Thumbtack now offers benefits to independent contractors
The gig economy has been under much scrutiny as of late due to the way it pays — or, skirts around paying — its independent contractors. Thumbtack, a platform for finding professionals to do anything from home maintenance do DJing a party, is now offering benefits to some of its independent contractors.
“In a time where it feels like all the stories are about some tug of war between labor and a platform, I hope what this highlights is that there are opportunities for working together and to find solutions that are in service of the broad set of pros and their needs,” Thumbtack CEO Marco Zappacosta told TechCrunch.
This is thanks to Thumbtack’s new pilot partnership with Alia, a portable benefits platform. Alia, which is a project of the National Domestic Workers Alliances Lab, enables customers to contribute to their cleaners’ benefits. These benefits entail paid time off, life insurance and coverage for disabilities, accidents and critical illnesses.
“There’s been a lot of talk about portable benefits,” Thumbtack Zappacosta told TechCrunch. “Really, what we need to do is start experimenting, start learning, start trying and start doing. We found this is a great way to start and improve our relationships with pros.”

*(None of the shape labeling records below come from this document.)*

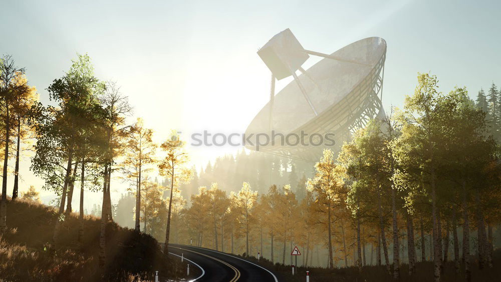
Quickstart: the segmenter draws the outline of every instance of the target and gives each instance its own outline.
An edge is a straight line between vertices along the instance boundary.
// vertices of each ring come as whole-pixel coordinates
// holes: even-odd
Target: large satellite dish
[[[248,149],[312,161],[325,146],[291,145],[295,143],[291,135],[300,136],[302,131],[316,133],[314,141],[318,144],[319,134],[333,135],[336,145],[331,147],[336,151],[357,128],[384,116],[380,95],[386,43],[381,38],[362,39],[328,55],[304,49],[288,29],[273,37],[258,54],[272,71],[271,91],[270,102],[245,131],[246,136],[252,136],[245,144]],[[324,59],[305,70],[301,66],[309,55]],[[294,81],[276,96],[276,80],[290,76]],[[272,137],[272,132],[274,140],[257,146],[257,134]],[[290,137],[289,145],[282,142],[279,134]]]

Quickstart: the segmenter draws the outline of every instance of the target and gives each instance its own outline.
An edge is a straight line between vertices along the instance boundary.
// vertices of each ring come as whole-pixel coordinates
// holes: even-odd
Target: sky
[[[325,53],[384,39],[387,111],[413,92],[418,72],[436,75],[444,92],[466,86],[472,97],[493,81],[501,85],[498,1],[0,0],[0,54],[26,68],[43,103],[52,81],[77,52],[87,53],[97,76],[116,81],[129,97],[130,121],[142,118],[158,143],[171,129],[243,133],[269,99],[270,72],[256,52],[287,28],[305,49]],[[280,81],[276,92],[290,82]],[[197,167],[238,149],[188,147]],[[43,185],[29,162],[22,163],[21,191]],[[125,192],[119,180],[112,186],[115,194]],[[100,199],[89,194],[90,210]],[[55,197],[41,195],[46,202]]]

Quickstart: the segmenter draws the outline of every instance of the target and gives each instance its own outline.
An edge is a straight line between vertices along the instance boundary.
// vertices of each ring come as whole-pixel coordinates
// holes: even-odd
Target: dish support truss
[[[352,135],[383,111],[382,104],[384,62],[386,50],[377,64],[339,103],[325,110],[295,132],[333,133],[336,144],[328,147],[335,153],[341,150],[344,142],[349,142]],[[296,78],[295,78],[295,79]],[[315,162],[326,146],[283,146],[263,148],[263,152],[307,162]]]

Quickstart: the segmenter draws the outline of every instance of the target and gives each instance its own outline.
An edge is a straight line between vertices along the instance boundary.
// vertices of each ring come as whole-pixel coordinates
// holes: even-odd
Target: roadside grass
[[[242,257],[240,255],[238,255]],[[362,268],[361,273],[359,273],[358,268],[354,266],[328,269],[325,267],[305,267],[298,266],[296,269],[296,275],[292,275],[292,266],[282,263],[272,263],[271,261],[261,258],[259,261],[257,257],[251,256],[244,258],[249,261],[259,264],[268,269],[277,275],[279,280],[296,282],[306,280],[306,271],[310,271],[310,282],[383,282],[394,280],[386,271],[386,267],[382,266],[366,266]],[[501,267],[498,266],[501,264],[501,249],[494,251],[493,255],[494,267],[486,268],[480,270],[478,269],[477,261],[472,257],[471,280],[478,281],[499,281],[501,277]],[[498,266],[498,267],[496,267]],[[421,282],[433,281],[433,263],[431,261],[417,262],[416,265],[416,273],[409,275],[408,265],[403,264],[400,265],[400,281]],[[444,266],[442,280],[444,282],[458,282],[465,280],[464,269],[456,274],[452,261],[447,261]]]
[[[8,230],[0,237],[0,281],[151,281],[183,277],[184,265],[165,261],[149,235],[110,223],[106,229],[106,261],[99,267],[100,219],[85,218],[82,243],[77,242],[78,214],[66,218],[55,245],[52,207],[17,199],[8,203]]]

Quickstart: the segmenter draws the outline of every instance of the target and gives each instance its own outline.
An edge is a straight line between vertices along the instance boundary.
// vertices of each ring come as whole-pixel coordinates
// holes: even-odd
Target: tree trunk
[[[454,265],[456,273],[459,273],[459,243],[457,240],[457,223],[456,219],[456,205],[452,209],[452,238],[454,240]]]
[[[407,214],[407,254],[409,257],[409,274],[416,272],[416,246],[414,243],[414,226],[410,214]]]
[[[360,219],[357,216],[357,265],[358,272],[362,272],[362,246],[360,243]]]
[[[379,228],[381,229],[381,241],[383,245],[383,251],[384,253],[384,261],[386,263],[386,271],[388,273],[391,273],[390,259],[388,256],[388,246],[386,245],[386,237],[384,234],[384,221],[383,218],[383,208],[381,206],[380,194],[378,196],[378,208],[379,209]]]
[[[489,255],[487,256],[488,260],[489,267],[492,267],[492,255],[494,254],[494,245],[492,244],[492,225],[490,223],[487,224],[487,231],[488,233],[488,246],[487,249],[489,251]]]
[[[328,238],[329,240],[329,266],[330,268],[333,268],[334,267],[333,265],[333,259],[332,259],[332,239],[331,236],[332,230],[331,226],[331,199],[328,199],[328,204],[327,205],[327,232],[329,232]]]
[[[343,236],[343,250],[344,253],[345,267],[348,267],[348,250],[346,249],[346,240],[344,234],[344,227],[341,223],[341,236]]]
[[[287,232],[287,229],[286,229],[284,230],[284,253],[282,255],[282,264],[285,264],[285,246],[286,242],[287,242],[287,237],[286,236],[286,234]]]
[[[433,220],[433,277],[435,282],[440,281],[440,262],[442,260],[442,253],[440,252],[439,244],[440,244],[440,234],[438,234],[438,229],[437,220],[436,194],[435,187],[435,174],[432,169],[431,177],[431,217]]]
[[[136,180],[136,213],[135,222],[134,224],[134,229],[139,231],[140,227],[140,220],[141,214],[141,187],[140,186],[139,178],[138,177]]]
[[[61,194],[61,200],[59,203],[59,209],[58,210],[56,218],[56,226],[54,227],[54,234],[52,240],[55,244],[59,236],[59,231],[61,229],[61,215],[64,211],[65,202],[66,200],[66,190],[68,189],[68,183],[70,182],[70,175],[71,173],[71,163],[73,157],[73,145],[70,145],[68,151],[68,164],[66,165],[66,174],[65,177],[64,184],[63,185],[63,192]]]
[[[443,263],[448,260],[449,255],[449,239],[450,235],[450,227],[449,226],[449,220],[445,220],[445,241],[443,246]]]
[[[214,206],[214,203],[212,203],[212,211],[213,216],[212,217],[212,219],[214,220],[214,240],[215,242],[215,250],[219,250],[219,247],[217,245],[217,225],[216,224],[216,213],[215,213],[215,207]]]
[[[366,260],[366,256],[365,256],[365,247],[366,246],[365,245],[365,241],[364,241],[364,242],[362,244],[362,249],[363,250],[362,254],[362,257],[363,258],[363,262],[364,266],[366,266],[367,265],[367,260]]]
[[[78,242],[82,244],[84,238],[84,183],[85,181],[85,163],[82,162],[82,172],[80,175],[80,205],[78,215]]]
[[[487,250],[487,238],[485,236],[485,226],[483,221],[483,215],[482,208],[480,206],[480,193],[478,190],[476,191],[475,200],[476,201],[476,221],[477,234],[478,234],[478,268],[483,269],[487,262],[487,255],[488,251]]]
[[[233,251],[233,223],[232,222],[231,223],[231,253],[235,253]],[[272,242],[273,241],[273,239],[272,240]],[[272,249],[273,249],[273,248],[272,248]],[[273,253],[272,253],[272,254],[273,254]]]
[[[381,233],[377,233],[377,245],[376,246],[376,261],[378,266],[381,266]]]
[[[104,184],[103,187],[103,205],[101,211],[101,224],[99,232],[99,267],[104,269],[106,262],[106,223],[108,222],[106,218],[106,178],[108,175],[105,166]]]
[[[438,254],[440,255],[440,274],[443,274],[443,247],[442,246],[443,238],[442,236],[442,217],[440,216],[440,210],[437,209],[437,234],[438,236]]]
[[[77,176],[77,168],[78,166],[78,164],[75,163],[75,166],[73,167],[73,173],[72,174],[71,177],[70,179],[70,183],[68,183],[70,190],[68,191],[68,203],[66,203],[66,211],[65,212],[65,216],[69,216],[72,211],[72,210],[73,208],[71,207],[71,202],[72,200],[73,199],[73,189],[75,188],[75,179]]]
[[[6,86],[7,87],[7,86]],[[2,200],[0,203],[0,232],[5,233],[7,230],[7,166],[9,161],[9,141],[11,139],[10,136],[9,111],[9,102],[7,97],[5,98],[6,119],[5,119],[5,148],[4,153],[4,171],[2,174]]]
[[[137,199],[137,205],[136,206],[136,230],[139,231],[141,228],[141,161],[139,162],[139,174],[137,179],[137,193],[136,193],[136,197]],[[170,190],[171,195],[170,199],[172,200],[172,190]],[[169,216],[170,216],[170,212],[169,209]],[[170,220],[169,220],[170,223]],[[169,227],[168,227],[167,228]]]
[[[373,258],[372,258],[374,257],[374,246],[373,245],[372,245],[372,243],[371,242],[371,262],[370,262],[370,264],[371,264],[370,265],[374,265],[374,264],[373,264],[374,263],[374,260],[373,260]]]
[[[19,153],[21,144],[21,117],[18,114],[18,138],[16,150],[16,166],[14,168],[14,187],[12,189],[12,199],[18,197],[18,190],[19,183]]]
[[[421,227],[421,261],[426,260],[426,250],[424,244],[424,224],[423,224],[423,216],[419,217],[419,224]]]
[[[261,247],[260,249],[260,253],[263,255],[263,224],[261,224]]]
[[[275,256],[274,256],[274,255],[273,254],[273,227],[272,227],[271,237],[272,237],[272,238],[271,238],[271,241],[271,241],[271,245],[271,245],[271,248],[272,248],[272,249],[271,250],[271,255],[272,256],[271,259],[272,259],[272,263],[274,263],[275,262]]]
[[[467,282],[471,280],[469,257],[469,219],[468,215],[468,201],[466,181],[463,180],[463,256],[464,260],[464,272]]]
[[[398,241],[398,225],[397,222],[397,208],[395,189],[391,189],[391,213],[393,227],[393,278],[400,278],[400,246]]]
[[[246,207],[245,208],[246,209]],[[245,210],[245,256],[249,256],[249,215]]]
[[[306,239],[306,257],[305,260],[305,262],[303,263],[303,265],[305,267],[308,266],[308,257],[310,256],[310,232],[308,232],[308,235]]]
[[[169,236],[170,235],[170,211],[172,208],[172,194],[174,193],[174,164],[172,164],[172,171],[171,171],[170,197],[169,199],[169,209],[167,212],[167,230],[165,231],[165,244],[163,246],[163,255],[169,256]],[[200,240],[201,241],[201,240]],[[200,242],[201,243],[201,242]]]
[[[223,233],[223,224],[222,221],[221,222],[221,251],[224,252],[224,233]],[[262,253],[263,253],[262,252]]]

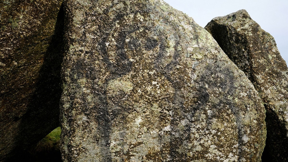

Initially, Thumbtack will only offer benefits to its housecleaners in California and New York. Through the partnership, Thumbtack customers will be able to contribute any amount of money to go toward the professionals’ benefits, with the suggested donation being $5. For the first six months, Thumbtack will also contribute $25 to each pro (up to $20,000 in total) who joins Alia.
The relationship between a housecleaner and resident can be very personal and intimate, Zappacosta said. That’s why he believes there is an opportunity to leverage that relationship. Still, customers might not be as willing to contribute as Thumbtack hopes they’ll be, and Zappacosta understands that other approaches may be necessary.
“This is one shot on a goal,” Zappacosta said. “The only way we’re going to learn exactly what works best is by trying. The private sector alone won’t be able to solve this problem. It will require a government solution to make it easier for folks to access benefits who are out of traditional employment structures. This is the start of a long road.”